AWC Board of Consultants discusses strategies
On the morning of July 5th, the Academic Working Capital‘s Board of Consultants gathered in São Paulo-SP to discuss the directions of the initiative and possible strategies to expand the program within universities. In addition to the AWC team, the meeting was attended by the Professor and Scientific Coordinator of University of São Paulo-USP’s Policy and Technology Management Center, Guilherme Ary Plonsky; the Director of Acelera Partners, Eduardo Grytz; the Project Manager of DEV Tecnologia, Silvia Takey; and the angel investor Marco Poli. This was the second meeting of the AWC Board of Consultants, which had already met in November 2016.
The AWC academic coordinator and USP Professor, Marcos Barretto, opened the meeting recalling the methodological aspect of the program, which is essentially pedagogical. He also said that, this year, AWC is working with a pilot project with students of State Technical Schools (Etecs), who are younger. The content coordinator, Diogo Dutra, pointed out that AWC’s essence – supporting TCCs (Undergraduate Final Papers) – brings out two advantages: TCCs are technologies close to the market and graduation is a time when students are propitious to take risks.
“AWC is an educational action, but at the same time it has a great potential to actually generate companies,” concluded Diogo. “We do not demand bombastic technological innovations, and we do not want to be only in the prototype. We want to generate companies that generate income. This is what motivates some of the decisions we make,” Marcos added. Marcos and Diogo explained the AWC changes for this year – the focus on scientific entrepreneurship, the profile of the monitors and the emphasis on the language of the experiment and not on MVP (minimum viable product). The counselors learned about a few projects for 2017, the numbers of this edition (so far, 1432 interviews and 62 experiments have been accomplished and 2 groups already have early adopter), the tools being used and feedback from students about the process.

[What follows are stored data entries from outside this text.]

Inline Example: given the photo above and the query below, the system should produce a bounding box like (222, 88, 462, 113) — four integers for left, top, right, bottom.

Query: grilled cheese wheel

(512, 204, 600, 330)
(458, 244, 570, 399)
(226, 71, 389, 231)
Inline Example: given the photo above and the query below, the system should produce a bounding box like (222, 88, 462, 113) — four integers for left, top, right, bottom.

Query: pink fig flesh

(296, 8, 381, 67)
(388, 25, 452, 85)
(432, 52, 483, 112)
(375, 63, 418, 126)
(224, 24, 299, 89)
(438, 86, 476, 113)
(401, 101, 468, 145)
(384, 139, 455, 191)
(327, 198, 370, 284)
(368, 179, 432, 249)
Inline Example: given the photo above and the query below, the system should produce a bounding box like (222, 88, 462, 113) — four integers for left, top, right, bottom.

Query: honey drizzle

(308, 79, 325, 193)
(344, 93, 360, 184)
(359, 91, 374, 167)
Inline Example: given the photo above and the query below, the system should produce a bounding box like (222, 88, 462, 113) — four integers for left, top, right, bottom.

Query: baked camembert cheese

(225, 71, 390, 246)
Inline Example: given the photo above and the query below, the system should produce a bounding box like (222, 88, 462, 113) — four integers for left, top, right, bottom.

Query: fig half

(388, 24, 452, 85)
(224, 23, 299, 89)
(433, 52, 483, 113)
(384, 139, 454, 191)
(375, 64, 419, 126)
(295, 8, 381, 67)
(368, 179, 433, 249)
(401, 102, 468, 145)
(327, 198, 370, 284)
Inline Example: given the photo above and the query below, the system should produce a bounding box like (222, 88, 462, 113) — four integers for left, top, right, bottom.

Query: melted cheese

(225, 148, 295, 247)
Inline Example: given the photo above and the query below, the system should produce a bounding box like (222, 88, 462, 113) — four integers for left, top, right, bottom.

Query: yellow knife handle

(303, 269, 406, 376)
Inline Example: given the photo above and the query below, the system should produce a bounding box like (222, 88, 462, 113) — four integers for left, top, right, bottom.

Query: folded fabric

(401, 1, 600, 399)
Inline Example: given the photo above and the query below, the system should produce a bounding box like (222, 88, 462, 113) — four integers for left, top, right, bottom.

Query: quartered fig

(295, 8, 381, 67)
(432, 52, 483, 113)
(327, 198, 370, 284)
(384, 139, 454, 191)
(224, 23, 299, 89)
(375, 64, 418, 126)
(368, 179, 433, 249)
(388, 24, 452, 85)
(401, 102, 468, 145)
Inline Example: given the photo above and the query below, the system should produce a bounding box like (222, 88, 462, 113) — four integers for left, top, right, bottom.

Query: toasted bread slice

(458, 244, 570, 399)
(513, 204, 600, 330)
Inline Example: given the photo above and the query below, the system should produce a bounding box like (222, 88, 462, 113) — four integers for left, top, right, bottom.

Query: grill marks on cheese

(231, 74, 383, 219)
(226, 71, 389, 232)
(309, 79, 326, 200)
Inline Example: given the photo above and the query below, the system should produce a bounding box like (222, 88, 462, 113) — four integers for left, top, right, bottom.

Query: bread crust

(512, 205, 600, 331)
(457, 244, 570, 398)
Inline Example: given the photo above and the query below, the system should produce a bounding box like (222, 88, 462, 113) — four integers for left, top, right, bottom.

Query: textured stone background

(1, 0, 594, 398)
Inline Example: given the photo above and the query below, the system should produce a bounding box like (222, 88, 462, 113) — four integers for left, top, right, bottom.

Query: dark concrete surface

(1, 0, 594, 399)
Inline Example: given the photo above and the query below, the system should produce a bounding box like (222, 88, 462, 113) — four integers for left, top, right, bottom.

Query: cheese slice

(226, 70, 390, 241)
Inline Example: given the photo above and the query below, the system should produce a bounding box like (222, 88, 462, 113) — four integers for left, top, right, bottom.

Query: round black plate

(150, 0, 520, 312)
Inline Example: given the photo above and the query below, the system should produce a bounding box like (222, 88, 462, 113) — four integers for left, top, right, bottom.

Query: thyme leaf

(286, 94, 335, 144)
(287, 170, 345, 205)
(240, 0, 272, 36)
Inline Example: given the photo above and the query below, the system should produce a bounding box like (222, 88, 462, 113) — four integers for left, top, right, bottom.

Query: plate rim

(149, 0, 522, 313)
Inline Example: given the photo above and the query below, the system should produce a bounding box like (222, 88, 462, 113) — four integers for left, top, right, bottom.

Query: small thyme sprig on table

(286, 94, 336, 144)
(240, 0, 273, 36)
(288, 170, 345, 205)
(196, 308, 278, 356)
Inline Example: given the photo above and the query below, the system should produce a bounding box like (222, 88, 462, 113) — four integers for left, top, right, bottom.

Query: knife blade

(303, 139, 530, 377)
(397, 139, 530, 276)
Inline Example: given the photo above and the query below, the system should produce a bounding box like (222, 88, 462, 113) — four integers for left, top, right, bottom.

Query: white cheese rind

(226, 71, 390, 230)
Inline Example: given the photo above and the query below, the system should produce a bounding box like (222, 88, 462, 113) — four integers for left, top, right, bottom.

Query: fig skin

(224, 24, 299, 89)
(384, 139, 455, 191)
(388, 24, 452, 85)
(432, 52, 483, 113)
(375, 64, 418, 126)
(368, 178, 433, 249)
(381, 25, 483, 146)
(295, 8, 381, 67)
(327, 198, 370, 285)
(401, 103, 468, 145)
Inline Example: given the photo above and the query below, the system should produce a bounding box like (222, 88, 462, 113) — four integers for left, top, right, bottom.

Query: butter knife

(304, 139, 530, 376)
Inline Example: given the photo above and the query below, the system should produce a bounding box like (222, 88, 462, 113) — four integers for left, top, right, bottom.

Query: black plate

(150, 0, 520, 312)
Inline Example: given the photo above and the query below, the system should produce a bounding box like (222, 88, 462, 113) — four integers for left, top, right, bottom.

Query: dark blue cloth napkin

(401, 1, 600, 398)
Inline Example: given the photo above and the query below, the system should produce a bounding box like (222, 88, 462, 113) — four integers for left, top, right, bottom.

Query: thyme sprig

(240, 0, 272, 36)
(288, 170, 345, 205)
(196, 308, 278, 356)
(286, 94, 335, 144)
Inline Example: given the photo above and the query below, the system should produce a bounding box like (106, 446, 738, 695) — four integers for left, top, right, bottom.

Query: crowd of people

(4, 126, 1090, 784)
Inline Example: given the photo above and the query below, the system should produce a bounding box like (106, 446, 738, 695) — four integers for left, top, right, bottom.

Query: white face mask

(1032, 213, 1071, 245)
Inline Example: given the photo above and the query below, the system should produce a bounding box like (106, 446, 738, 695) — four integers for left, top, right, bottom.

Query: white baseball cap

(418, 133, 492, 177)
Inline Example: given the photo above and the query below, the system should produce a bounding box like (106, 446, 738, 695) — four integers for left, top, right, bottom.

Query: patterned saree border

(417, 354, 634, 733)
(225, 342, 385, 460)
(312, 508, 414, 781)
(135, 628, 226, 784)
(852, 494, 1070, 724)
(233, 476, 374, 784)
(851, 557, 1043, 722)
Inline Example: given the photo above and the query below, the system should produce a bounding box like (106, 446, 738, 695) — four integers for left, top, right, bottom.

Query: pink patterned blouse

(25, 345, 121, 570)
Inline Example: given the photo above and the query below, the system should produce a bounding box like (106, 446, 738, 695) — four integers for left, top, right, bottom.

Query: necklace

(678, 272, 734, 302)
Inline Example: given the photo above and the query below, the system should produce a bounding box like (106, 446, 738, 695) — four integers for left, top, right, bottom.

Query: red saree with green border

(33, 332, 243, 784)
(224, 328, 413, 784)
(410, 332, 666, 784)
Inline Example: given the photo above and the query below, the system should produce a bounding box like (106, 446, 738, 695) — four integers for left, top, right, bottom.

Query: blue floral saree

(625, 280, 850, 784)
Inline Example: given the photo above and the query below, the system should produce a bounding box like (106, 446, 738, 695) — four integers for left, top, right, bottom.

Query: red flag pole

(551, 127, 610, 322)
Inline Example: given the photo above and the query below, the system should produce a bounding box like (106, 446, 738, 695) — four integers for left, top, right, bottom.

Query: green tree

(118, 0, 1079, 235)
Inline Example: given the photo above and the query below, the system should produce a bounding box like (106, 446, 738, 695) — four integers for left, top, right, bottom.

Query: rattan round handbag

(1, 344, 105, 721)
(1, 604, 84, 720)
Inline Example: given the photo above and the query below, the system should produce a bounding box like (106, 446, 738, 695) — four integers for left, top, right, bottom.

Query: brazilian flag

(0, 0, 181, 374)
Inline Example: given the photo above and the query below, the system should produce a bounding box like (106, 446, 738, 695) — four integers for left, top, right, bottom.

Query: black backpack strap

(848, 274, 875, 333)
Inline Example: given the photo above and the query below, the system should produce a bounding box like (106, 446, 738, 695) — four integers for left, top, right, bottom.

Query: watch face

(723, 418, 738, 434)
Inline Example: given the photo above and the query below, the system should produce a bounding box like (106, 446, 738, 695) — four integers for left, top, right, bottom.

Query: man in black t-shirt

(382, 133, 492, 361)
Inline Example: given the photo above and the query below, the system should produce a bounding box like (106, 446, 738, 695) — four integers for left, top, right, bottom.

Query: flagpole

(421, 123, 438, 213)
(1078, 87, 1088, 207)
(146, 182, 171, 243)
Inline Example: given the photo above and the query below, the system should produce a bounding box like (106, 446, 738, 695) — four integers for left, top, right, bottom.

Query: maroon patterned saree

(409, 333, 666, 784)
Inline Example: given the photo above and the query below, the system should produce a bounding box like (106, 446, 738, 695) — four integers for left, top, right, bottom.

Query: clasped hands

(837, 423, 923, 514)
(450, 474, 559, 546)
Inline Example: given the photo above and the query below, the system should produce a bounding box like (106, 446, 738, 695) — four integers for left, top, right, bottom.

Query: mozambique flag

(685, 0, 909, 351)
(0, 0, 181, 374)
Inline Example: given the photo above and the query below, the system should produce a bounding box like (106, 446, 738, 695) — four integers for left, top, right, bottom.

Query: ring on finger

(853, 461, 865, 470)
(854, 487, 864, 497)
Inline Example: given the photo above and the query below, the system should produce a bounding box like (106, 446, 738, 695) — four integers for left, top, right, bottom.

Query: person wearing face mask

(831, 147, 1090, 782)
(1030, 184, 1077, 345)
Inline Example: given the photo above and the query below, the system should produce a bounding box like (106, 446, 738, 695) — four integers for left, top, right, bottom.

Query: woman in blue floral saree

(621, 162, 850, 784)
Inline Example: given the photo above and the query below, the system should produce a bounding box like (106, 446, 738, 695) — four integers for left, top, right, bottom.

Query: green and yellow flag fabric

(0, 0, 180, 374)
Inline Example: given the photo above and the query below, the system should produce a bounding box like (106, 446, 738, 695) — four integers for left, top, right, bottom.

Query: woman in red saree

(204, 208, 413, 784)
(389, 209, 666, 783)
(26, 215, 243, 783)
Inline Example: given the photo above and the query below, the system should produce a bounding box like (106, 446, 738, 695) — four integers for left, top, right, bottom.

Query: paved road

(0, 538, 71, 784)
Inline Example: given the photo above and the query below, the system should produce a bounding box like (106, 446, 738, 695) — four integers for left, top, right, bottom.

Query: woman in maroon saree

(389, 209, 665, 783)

Following the presentation on the program, counselors were invited to discuss alternatives for their scalability within universities and in other States. Eduardo Grytz and Silvia Takey talked about experiences that are already in progress and proposed networking and the work through franchises. Eduardo suggested holding training courses with multipliers from universities, which later would be sent to field for the accomplishment of a first pilot project with interaction via digital tools. “You create a franchise within the university. And because you are focusing on real tech, it makes sense to be within the university,” he said.
Professor Guilherme Ary Plonsky recalled that it is necessary to think about institutional issues and not forget about the figure of the advisor. “I feel that AWC is a guerrilla warfare. And guerrilla warfare works and can be very effective, but one day you will want to take power. And when you want to take power, the regime is different,” he compared. Ary also mentioned the university’s internal forces, such as the Technological Innovation Centers (NITs), which are in the process of maturation in Brazil.
Angel investor Marco Poli spoke of national and international initiatives and suggested a model divided into regions and in semesters: in the first, mentoring is done remotely; in the second, the student works in-person. “In order to have depth [that AWC has today], you use capillarity and give depth in the last three months,” he advised.
The next AWC Board of Consultants meeting is due to take place in October.